In appearance, they don’t have the look of a typical mushroom, but rather resemble a mushroom cut in half sticking to the tree, he said. They have an oyster-shaped cap, hence it’s name, with gills that run down the stem. They typically grow in a shelf-like formation with overlapping clusters that are white to light brown with firm, white flesh. They smell a little sweet like licorice.

It’s literally second nature to him having grown up on a farm.

“I’ve picked some probably as big as your head,” Lauve said. “I don’t really like the big ones like that, but prefer the smaller ones no bigger than your hand because they’re tender.”

The bigger ones have a skin on them that is typically removed, but he considers them tougher.

Acontainer of the mushrooms that Lauve gathered from willow trees on a cold, foggy morning.

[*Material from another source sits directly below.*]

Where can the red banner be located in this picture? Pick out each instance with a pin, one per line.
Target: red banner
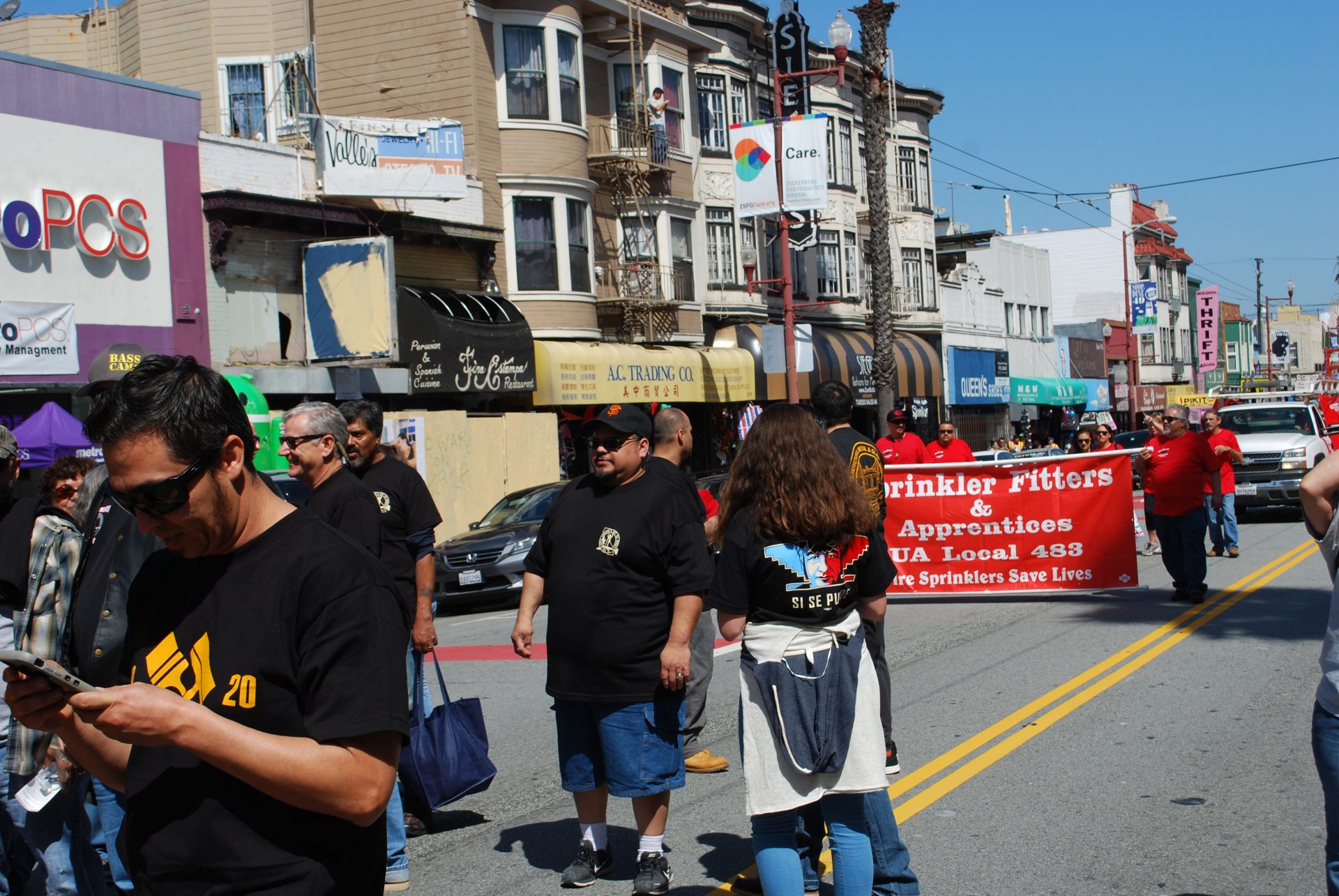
(1055, 525)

There are other wild mushrooms he could harvest, but he prefers the taste of the oyster mushroom.

“It’s the only kind that I use,” Lauve said. “I cook a lot of wild game. My wife doesn’t eat much of that, but she likes the mushrooms.”

He’s serious about this menu.

Lauve’s dishes have included rabbit, squirrel, duck, nutria and even raccoon (smoked coon gumbo), as well as rattlesnake (sauce picante). And, yes, they include oyster mushrooms.

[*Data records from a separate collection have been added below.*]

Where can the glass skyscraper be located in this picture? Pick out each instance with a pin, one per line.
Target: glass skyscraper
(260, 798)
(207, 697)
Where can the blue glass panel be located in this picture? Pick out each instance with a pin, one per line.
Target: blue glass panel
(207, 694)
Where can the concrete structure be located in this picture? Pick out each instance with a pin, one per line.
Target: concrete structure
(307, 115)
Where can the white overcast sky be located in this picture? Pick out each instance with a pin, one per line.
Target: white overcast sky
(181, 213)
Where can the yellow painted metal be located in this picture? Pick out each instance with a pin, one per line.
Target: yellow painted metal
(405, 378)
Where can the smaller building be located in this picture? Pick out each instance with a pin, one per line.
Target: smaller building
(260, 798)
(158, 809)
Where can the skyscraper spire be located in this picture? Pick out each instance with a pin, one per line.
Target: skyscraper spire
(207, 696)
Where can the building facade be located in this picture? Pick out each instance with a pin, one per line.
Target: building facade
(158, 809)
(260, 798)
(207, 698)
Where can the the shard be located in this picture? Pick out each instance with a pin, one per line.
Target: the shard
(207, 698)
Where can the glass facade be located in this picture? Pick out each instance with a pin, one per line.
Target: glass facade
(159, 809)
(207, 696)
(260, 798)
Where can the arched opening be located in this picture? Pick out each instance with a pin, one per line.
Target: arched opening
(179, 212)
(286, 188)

“They’re also real good fried,” he said. “My favorite is them on the grill.”

His grilled mushrooms include a tantalizing mixture of butter, garlic and Italian dressing.

In his many adventures on the hunt, Lauve did recount a close call with the mushrooms.

Lauve was on his four-wheeler behind the levee on a little trail he uses where he typically finds them when he spotted a branch extended from a tree loaded with the mushrooms. But it was 30 to 40 feet high so he went on in search of more accessible mushrooms and, when he didn’t find them, returned to the site of his big find and discovered the branch had fallen only seconds after he left. Had he stayed, it would have fallen on him.

“That’s the weirdest thing I’ve ever seen,” Lauve said. “Maybe God wanted me to have those mushrooms. I don’t know. That was crazy.”